If you just look at a bland, we separate people into two buckets, mentally ill and non mentally ill. Which bucket commits more violent acts per capita, the mentally ill do. You have to do a lot of statistical correction before you found that mental illness isn't correlated with violence.


As someone with a family member with schizophrenia I can support this, things tend to turn violent during a psychotic event. Bed restraints in hospitals aren't just decorations.


> The rate of violence in those with mental health issues is the same as the general population.

But what about the rate of violence among mental ill people who are committing some action that warrants a 9-11 call? What exactly leads to someone calling 9-11? It isn’t that someone is sitting in their house mentally ill — they are doing some action that is concerning enough to warrant a callout. So among that group of mentally ill, what’s the violence rate compared to the “general population.” It’s going to necessarily be higher.

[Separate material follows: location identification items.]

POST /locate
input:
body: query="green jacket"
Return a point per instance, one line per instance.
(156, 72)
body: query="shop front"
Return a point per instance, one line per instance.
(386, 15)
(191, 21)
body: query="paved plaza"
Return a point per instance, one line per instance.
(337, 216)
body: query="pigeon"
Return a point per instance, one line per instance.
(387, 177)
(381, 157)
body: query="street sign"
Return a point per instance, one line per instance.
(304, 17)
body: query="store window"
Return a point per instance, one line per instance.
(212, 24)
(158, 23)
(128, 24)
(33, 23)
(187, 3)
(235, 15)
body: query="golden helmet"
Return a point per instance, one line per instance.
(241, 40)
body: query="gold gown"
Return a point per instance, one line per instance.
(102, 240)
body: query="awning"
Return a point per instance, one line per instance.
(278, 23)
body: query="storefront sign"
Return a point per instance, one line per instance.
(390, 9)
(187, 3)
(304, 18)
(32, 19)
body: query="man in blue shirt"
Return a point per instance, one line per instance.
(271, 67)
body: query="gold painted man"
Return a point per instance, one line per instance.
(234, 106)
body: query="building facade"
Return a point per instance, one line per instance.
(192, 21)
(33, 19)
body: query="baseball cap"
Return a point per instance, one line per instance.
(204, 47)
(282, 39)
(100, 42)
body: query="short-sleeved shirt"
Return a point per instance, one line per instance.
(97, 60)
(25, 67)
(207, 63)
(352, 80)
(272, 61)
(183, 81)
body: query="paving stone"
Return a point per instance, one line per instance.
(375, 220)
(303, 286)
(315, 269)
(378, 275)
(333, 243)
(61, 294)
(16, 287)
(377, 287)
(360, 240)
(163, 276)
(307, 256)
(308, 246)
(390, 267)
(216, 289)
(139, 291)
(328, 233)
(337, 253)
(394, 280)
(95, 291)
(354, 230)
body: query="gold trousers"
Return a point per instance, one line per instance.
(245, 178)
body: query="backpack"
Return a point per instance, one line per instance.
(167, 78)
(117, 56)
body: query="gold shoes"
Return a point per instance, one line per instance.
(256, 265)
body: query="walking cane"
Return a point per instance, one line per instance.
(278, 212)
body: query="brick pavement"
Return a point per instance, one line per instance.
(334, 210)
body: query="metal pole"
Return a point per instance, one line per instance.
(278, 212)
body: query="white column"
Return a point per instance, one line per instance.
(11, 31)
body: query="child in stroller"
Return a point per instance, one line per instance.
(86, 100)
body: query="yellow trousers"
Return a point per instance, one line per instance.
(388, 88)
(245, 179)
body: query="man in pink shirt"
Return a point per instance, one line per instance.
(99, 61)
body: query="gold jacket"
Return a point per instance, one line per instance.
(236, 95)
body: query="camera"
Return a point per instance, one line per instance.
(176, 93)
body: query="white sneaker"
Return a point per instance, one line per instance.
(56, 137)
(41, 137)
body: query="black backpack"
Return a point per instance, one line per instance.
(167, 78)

I honestly think most people opining on the subject have never worked as a front line first responder before. It’s like news pundits talking about battlefield tactics when they have never been in combat. Lethal force should obviously be a last option, but when some literally insane person starts lunging at you with a knife all that theory of “the best way” goes out the window. There are thousands of mental health “dangerous” 9-11 calls happening every day and the vast majority end peacefully. Police on-duty firearms discharges are very rare but people act like it’s an epidemic because these incidents get magnified and broadcast to make people think it’s a frequent occurrence. How many mental health 9-11 calls end violently? 1 out of 10,000? 1 out of 100,000? Without knowing that number, any implication that this is a systemic problem is grounded in emotion rather than data. There are also unintended consequences. Saving that 1 out of 10,000, could result in an increase in risk that would offset any gains from such policies.

If NYC wants to experiment, good for them. I am not opposed to a better way. I am concerned about unintended consequences of policies — consequences that are often ignored.


> So among that group of mentally ill, what’s the violence rate compared to the “general population.” It’s going to necessarily be higher.

This doesn't follow. People don't call the police for mentally bill people being violent, they call for them being disruptive, or in the best case, perceiving the mentally ill person as a threat.

Neither of those implies any violent action on the part of the mentally ill person. People are primed to assume that any sort of abnormal behavior is dangerous or implies potential for violence. That doesn't really follow.

Not do we even touch on second order effects like how escalating aggression with mentally ill person will lead to more aggression in response.

What we do have, already, is fairly conclusive data that these policies do work, in other nations and our own.